5 replies to this topic

[Stasonix]

for example, I have query like this

$sql = "SELECT `name`,`surname`,`age` FROM `table` WHERE (`name`='".$name,"') AND (`age`=20)";

$query = mysql_query($sql);

$result = mysql_fetch_array($query);

so I need to echo only 2 records is name and age and to recieve it in JQuery(ajax-method), what I am gonna do next?

[John]

Iterate through the results echoing name and age.

[codehutch]

while ($result = mysql_fetch_array($query, MYSQL_ASSOC)) {

    echo $result["name"] . " - " . $result["age"];

}

I don't know what you mean about the "ajax thing" though.
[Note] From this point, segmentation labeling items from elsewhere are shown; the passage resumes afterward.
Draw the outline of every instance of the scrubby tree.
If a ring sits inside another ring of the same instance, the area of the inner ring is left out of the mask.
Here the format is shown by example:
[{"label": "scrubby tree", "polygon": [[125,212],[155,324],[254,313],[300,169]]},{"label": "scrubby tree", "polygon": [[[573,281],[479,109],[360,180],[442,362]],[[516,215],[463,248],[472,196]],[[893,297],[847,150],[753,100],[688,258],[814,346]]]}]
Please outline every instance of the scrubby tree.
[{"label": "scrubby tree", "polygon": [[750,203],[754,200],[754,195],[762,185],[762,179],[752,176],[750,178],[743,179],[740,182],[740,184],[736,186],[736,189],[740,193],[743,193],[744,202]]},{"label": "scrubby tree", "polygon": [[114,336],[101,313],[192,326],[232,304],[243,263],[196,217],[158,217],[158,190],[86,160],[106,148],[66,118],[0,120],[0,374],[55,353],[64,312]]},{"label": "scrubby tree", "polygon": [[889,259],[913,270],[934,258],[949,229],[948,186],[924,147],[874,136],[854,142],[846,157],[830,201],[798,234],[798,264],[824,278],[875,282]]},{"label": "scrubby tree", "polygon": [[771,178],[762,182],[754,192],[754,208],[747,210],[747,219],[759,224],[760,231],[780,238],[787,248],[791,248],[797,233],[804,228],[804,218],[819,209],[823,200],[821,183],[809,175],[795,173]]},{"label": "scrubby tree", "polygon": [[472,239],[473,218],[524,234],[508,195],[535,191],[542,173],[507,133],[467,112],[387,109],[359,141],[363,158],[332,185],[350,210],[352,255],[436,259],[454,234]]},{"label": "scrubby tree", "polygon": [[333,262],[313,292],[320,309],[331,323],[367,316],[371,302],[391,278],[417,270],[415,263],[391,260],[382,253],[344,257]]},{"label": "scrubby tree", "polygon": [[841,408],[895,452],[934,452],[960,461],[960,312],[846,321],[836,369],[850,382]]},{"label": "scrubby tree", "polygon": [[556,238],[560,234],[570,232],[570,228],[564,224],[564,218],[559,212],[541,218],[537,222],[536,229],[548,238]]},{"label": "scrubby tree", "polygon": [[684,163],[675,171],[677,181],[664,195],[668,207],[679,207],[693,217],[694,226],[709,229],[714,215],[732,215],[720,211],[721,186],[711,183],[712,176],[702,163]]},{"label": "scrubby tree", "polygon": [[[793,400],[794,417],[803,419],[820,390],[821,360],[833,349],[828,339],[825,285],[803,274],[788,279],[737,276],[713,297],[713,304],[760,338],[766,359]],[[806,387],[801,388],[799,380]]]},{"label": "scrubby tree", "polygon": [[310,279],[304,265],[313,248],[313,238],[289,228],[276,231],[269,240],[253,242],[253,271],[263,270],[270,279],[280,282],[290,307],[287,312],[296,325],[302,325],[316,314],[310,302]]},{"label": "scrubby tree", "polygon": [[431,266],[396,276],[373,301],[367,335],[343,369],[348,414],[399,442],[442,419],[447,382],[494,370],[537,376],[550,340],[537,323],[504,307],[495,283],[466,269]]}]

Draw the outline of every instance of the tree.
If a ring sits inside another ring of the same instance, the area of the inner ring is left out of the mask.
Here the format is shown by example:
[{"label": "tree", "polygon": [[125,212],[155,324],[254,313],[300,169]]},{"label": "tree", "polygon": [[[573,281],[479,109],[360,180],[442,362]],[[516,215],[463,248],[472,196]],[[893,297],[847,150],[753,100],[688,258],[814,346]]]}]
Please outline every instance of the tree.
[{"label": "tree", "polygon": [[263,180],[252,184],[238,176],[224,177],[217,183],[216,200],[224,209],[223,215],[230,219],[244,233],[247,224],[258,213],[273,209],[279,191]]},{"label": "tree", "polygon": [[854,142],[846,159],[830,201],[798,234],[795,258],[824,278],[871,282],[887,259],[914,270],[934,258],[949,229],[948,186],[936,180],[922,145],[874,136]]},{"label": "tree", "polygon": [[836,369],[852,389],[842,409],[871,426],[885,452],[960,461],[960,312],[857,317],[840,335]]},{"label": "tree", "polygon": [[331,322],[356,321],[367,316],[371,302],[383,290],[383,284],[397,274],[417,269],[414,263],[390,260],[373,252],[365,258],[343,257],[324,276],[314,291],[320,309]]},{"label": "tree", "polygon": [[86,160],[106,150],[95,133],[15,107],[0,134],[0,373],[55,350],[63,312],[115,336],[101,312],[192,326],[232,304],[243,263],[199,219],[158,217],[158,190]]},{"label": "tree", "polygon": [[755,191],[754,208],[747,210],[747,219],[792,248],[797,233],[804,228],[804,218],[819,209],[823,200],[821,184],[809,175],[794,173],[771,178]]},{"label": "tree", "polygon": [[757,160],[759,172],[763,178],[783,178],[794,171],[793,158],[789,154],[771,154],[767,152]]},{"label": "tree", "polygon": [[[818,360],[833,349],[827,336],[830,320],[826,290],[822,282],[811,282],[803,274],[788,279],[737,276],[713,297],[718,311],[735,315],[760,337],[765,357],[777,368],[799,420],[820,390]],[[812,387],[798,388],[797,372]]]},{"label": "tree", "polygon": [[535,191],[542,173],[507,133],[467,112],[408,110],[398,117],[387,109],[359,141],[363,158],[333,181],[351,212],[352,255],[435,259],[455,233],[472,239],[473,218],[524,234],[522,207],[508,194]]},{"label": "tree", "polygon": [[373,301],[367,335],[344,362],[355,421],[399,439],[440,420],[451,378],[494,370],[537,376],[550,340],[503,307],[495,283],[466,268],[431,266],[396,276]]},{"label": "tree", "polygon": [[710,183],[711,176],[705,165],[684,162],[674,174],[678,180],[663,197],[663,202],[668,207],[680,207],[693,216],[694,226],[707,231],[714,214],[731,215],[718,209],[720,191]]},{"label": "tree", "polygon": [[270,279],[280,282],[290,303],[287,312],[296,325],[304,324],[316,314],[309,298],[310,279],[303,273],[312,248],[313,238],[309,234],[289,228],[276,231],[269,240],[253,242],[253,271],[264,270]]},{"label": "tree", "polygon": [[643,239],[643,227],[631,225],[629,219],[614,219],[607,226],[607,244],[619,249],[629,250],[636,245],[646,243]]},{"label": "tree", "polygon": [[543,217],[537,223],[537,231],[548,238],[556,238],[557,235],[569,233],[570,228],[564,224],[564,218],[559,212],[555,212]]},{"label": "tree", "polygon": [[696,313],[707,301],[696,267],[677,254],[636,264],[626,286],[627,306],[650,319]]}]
Maybe you can make it more clearer.

[Calgon]

Create a separate page which calculates everything using the code codehutch provided, and then use jquery's ajax functions to echo out the results dynamically, here's an example:

$.ajax({

  type: "GET",

  url: "page_query_calc_thing.php",

}).done(function( msg ) {

  $('#div-to-update').html(msg); 

});

[SoN9ne]

If you are using it VIA AJAX, do not echo the data. echo the data as JSON. This is a standard for handling data VIA AJAX and it allows you more control over the data.

[Orjan]

Agree with SoN9ne. You just read out your data and fill an array with it, and then, there are json_encode() function, just echo it's result to the ajax call.

---------- Post added at 12:18 AM ---------- Previous post was at 12:17 AM ----------

unnecesary post as I missed the SoN9nes link to the function, still I agree with him.